Mit Grausen erinnere ich mich an die TV-Elefantenrunde zwischen Nicolas Sarkozy und Ségolène Royale im letzten Wahlkampf ums Präsidentenamt, wo beide nach der Atomenergie gefragt wurden und ähnlich unrealistische Zahlen zur "friedlichen Nutzung des Atoms" brachten — "irgendwas im Bereich von 20 %" sagte sie und er fiel mit gestrenger Mine ein: Non, Madame, c'est 35 % ! (Zahlen aus der Erinnerung wiedergegeben, sie spiegeln nur die Größenordnungen wider.)

In Wirklichkeit sind es erschreckende knapp 80 %, denn in Frankreich gibt es so viele Kernkraftwerke wie sonst nirgendwo in Europa. Nach Fukushima wächst auch in Frankreich die kritische Haltung an dieser gefährlichen Art der Energiegewinnung.
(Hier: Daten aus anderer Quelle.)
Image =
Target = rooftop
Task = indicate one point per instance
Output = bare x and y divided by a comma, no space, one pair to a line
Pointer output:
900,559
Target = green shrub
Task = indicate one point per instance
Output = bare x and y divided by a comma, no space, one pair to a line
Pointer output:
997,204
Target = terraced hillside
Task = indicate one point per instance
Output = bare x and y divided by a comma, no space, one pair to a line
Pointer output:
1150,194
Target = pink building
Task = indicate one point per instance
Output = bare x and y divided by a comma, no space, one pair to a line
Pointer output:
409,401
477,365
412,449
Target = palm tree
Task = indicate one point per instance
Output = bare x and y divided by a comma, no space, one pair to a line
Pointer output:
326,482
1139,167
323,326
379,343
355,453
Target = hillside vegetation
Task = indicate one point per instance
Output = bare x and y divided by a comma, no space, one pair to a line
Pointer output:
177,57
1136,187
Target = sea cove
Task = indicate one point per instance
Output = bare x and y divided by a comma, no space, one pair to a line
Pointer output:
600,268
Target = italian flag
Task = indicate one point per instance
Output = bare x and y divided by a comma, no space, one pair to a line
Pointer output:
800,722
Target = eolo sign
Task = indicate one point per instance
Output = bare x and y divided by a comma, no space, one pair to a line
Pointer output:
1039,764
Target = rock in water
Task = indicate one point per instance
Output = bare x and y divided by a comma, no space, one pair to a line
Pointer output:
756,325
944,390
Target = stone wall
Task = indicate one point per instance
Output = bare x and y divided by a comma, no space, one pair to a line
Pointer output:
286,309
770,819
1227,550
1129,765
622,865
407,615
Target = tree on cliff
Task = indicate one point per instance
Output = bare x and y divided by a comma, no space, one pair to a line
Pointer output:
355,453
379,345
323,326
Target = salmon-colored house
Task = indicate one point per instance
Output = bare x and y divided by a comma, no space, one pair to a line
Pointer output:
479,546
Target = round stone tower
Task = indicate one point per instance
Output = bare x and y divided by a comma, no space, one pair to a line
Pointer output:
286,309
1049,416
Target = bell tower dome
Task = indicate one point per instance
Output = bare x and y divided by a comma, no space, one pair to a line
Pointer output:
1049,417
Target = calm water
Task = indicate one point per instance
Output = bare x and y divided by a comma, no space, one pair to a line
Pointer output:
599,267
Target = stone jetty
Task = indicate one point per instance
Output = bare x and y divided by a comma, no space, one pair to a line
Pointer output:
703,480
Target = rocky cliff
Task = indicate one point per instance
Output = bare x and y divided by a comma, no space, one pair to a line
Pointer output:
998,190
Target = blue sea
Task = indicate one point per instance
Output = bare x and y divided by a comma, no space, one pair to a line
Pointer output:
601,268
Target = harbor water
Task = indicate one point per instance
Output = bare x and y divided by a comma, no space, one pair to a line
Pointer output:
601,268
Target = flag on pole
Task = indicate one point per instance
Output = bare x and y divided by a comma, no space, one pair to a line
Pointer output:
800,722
Noch findet man dort Schilder wie dieses hier von einer Zeitarbeitsfirma. Und ja, Arte brachte vor einiger Zeit dazu einen Film von Alain de Halleux, der auf Französisch "R.A.S. nucléaire, rien à signaler" heißt (*), aus dem hervorging, dass ein Großteil der Wartungskräfte in Frankreich wandernde Zeitarbeiter sind. (Leider war der Film zweisprachig nur sieben Tage im Netz sichtbar, ich hätte ihn gerne für meine Vokabellisten ausgewertet.)

Ich bin mal gespannt, wie sich die Dinge entwickeln. Und über die Ursachen der grundlegend technikeuphorischen Geisteshaltung vieler Franzosen werde ich weiter nachdenken.


(*) etwa: "Nukleares, nichts zu vermelden", bei Arte unter "Alles im Griff? —Arbeiten im Atomkraftwerk" ausgestrahlt. Hinter dem französischen Titel verbirgt sich das Datenblatt in deutscher Sprache des DVD-Händlers, der den Film in der Originalfassung vertreibt. Hier die französischsprachige Arte-Ankündigung des Films. Auf Deutsch gibt's den Film (unter dem deutschen Titel) derzeit bei YouTube.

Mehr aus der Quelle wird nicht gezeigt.